The Ely Ranger District makes up 1.1 million acres of the Humboldt-Toiyabe National Forest and extends over three Nevada counties: Nye, White Pine and Lincoln. Ely, Nevada, located in the heart of the District, is the nearest town and houses the District office.

The District lies approximately 240 miles north of Las Vegas, Nevada, via I-15, state highway 93, 318 and 6; and 190 miles south of Elko, Nevada, via I-80 and state highway 93.


Mountainous, with elevations ranging from 6,500 feet to over 12,000 feet; some of the highest points in Nevada are located on the Ely District.


Summer temperatures range from 30F lows to 90F highs with some monsoonal rains during July and August. Fall temperatures range from 20F lows to 80F highs and receive rainfall and snow showers. Winter brings moderate snowfall and extreme temperatures that can drop to below -20F or rise to above 60F. Spring temperatures are similar to fall, with some rain and snow.

Points of Interest

Success Loop, several old mining towns, Cave Lake State Park, Great Basin National Park, The Table at Mt.
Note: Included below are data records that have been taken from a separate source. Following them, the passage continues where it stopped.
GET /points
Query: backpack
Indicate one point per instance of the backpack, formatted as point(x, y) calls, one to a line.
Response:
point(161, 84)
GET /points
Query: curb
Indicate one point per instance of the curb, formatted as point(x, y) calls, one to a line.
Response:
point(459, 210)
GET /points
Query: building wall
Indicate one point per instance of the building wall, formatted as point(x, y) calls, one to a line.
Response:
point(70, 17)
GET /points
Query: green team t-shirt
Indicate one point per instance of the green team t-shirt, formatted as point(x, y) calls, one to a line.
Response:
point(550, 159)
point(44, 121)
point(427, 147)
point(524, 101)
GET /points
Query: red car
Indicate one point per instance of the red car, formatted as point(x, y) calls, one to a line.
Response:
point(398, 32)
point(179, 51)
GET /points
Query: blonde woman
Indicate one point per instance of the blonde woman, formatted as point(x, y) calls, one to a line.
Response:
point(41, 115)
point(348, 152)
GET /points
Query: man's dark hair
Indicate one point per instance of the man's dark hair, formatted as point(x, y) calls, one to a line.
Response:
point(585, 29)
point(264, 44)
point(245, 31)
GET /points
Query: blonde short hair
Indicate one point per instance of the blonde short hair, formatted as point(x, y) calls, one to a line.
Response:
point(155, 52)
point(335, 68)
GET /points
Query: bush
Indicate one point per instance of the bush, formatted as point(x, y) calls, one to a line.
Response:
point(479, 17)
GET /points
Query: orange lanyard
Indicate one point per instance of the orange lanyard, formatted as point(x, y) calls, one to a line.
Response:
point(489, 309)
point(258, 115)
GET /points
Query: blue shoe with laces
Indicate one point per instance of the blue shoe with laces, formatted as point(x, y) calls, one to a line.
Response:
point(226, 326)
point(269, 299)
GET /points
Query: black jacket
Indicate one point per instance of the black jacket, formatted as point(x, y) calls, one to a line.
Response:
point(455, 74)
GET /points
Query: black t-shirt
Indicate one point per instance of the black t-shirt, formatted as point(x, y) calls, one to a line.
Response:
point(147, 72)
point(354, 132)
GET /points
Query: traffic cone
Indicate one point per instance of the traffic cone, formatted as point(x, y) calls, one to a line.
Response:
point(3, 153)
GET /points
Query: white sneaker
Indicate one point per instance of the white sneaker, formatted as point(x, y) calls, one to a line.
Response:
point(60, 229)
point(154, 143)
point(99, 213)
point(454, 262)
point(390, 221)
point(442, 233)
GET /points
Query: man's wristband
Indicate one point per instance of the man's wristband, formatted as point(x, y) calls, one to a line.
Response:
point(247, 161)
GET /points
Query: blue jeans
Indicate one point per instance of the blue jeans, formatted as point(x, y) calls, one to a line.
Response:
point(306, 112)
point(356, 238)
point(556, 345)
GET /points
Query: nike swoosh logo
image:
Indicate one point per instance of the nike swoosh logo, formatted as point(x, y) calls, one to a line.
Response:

Moriah Wilderness, and 447,858 acres of Wilderness scattered over the District.

Flora and Fauna

Flora includes Wyoming sagebrush, bristlecone pine, limber pine, cottonwood, aspen, mountain mahogany, white fir, pinion pine, juniper, a large variety of grasses, forbs, wildflowers, and shrubs.

Fauna includes elk, mule deer, desert bighorn, pronghorn, wild horses, sage grouse, rattle snakes, turkey, and many smaller mammals, reptiles, birds, and fish.

Recreation Opportunities

The Ely District offers numerous recreation opportunities including: camping, trout/bass fishing, big game and bird hunting, wildlife viewing, ghost train rides, touring old mining towns, mountain biking, horseback riding, cross country skiing, bird watching and picnicking.


The Ely area was settled primarily by miners and ranchers in the 1800s. In 1909, President Theodore Roosevelt designated the Nevada National Forest (now the Ely District). The history of the Ely District can be explored in its historic mining towns and by visiting the Ely District Office.